夜色渐深, 选修课刚散。
季然看见了孙枝枝,她依旧纤细,不是她想象中的丰腴模样。无数次路过公告栏的时候, 都在猜想她是否已经远赴英国, 还是住进了这座城市的哪间屋子。
家有窗有门,屋子也有窗有门, 同一片天地,同一片光,有的向阳,有的朝北。
孙枝枝和两个同学并肩走着, 其中一个同学说:“枝枝真厉害, 居然拿到全额奖学金的交换名额。”
她答了句什么, 季然没听清。只看见她斜挎的包上,露出一枚眼熟的胸针。
季然定了定神, 在孙枝枝抬眼望来的瞬间,径直迎上她的视线。
对方立刻低下头去。
“孙老师。”心口不知道何来的理由, 季然出声叫住她,“方便聊几句吗?”
孙枝枝的脚步顿住了。身旁两个同学交换了个眼神, 识趣地先行离开。
走廊灯光在她们之间投下泾渭分明的光影。
季然走近时,能看清对方微微发颤的睫毛, 那双小鹿般的眼睛藏在下方。
她看着看着,一时又不知道要如何开口了。
教室里陆续走出下课的同学。
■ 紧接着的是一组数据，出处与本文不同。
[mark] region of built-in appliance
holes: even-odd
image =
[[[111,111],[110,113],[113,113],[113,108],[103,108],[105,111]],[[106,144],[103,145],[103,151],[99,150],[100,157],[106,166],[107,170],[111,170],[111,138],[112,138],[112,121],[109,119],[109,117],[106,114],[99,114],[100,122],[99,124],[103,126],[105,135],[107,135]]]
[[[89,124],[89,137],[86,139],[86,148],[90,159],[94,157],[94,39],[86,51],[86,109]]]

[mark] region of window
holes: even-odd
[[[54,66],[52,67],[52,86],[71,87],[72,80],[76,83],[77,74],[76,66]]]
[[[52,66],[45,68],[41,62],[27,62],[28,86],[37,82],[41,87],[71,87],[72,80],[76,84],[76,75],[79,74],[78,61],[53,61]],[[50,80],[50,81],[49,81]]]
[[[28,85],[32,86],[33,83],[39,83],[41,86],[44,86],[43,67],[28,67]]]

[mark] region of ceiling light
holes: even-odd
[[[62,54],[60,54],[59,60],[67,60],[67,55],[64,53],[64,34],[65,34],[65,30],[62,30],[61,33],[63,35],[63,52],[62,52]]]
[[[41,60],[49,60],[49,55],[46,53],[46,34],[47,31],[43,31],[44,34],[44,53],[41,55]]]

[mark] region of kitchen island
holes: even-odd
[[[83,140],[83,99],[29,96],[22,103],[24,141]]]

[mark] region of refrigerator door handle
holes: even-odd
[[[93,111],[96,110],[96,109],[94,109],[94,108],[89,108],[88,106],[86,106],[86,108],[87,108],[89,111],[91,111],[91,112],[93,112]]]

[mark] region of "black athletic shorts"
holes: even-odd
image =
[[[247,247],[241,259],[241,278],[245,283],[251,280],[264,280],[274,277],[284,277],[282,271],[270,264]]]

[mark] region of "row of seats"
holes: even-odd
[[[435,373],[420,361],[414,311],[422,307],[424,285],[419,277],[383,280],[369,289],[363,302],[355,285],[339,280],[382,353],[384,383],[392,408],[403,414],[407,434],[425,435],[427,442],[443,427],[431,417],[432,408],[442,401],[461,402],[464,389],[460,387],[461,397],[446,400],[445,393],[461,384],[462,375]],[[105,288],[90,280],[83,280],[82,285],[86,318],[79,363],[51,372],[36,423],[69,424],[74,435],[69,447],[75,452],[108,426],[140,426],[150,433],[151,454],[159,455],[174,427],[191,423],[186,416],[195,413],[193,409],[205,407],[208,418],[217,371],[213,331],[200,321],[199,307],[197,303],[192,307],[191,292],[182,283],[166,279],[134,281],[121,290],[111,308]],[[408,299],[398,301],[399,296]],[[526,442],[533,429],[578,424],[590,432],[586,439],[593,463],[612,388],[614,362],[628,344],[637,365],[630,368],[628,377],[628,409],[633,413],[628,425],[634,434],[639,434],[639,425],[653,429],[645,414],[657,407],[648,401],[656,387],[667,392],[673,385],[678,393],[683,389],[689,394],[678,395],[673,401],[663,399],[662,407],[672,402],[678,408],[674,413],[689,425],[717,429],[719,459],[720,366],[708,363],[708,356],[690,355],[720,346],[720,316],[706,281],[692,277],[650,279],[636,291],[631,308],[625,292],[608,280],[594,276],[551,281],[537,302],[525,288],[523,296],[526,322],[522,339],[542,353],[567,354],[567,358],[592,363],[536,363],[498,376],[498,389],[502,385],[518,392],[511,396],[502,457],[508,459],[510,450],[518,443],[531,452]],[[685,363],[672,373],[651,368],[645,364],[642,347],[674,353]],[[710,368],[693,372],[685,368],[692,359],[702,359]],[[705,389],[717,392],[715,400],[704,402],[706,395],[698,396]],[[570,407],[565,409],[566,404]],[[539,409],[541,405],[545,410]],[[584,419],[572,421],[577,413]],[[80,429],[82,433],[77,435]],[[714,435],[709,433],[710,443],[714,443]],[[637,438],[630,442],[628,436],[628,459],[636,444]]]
孙枝枝侧身让开通道, 慢慢退到走廊尽头的窗前。
季然回身看了一眼,跟过去,听见她小声问:“季小姐,找我有事吗?”
季然注视着她,又望见她身后的那扇窗。窗子不高, 能看见窗外摇曳的枝桠,楼下晕黄的路灯,还有挂在树梢那弯清冷的月亮。
良久,季然唇角弯起浅浅的弧,“挺巧的,这枚胸针我也有一个类似的,是男朋友送的。之前我大哥还弄错了,送了支钢笔给我。”
余下的话已不必再说。
孙枝枝的脸颊霎时涨红,那双眼睛终于抬起来,直直望向她。
怯弱、勇敢、无辜、困窘、据理力争、羞愤……好多好多的复杂词汇,似曾相识。
季然没有继续,转身离开了。
孙枝枝在走廊尽头站了很久,久到窗口吹进的夜风将手脚都吹得冰凉。那枚四不像的胸针此刻像块烧红的烙铁,烫得她手心发颤。
翌日8点早课,季然还没踏进教室,就被辅导员叫走了。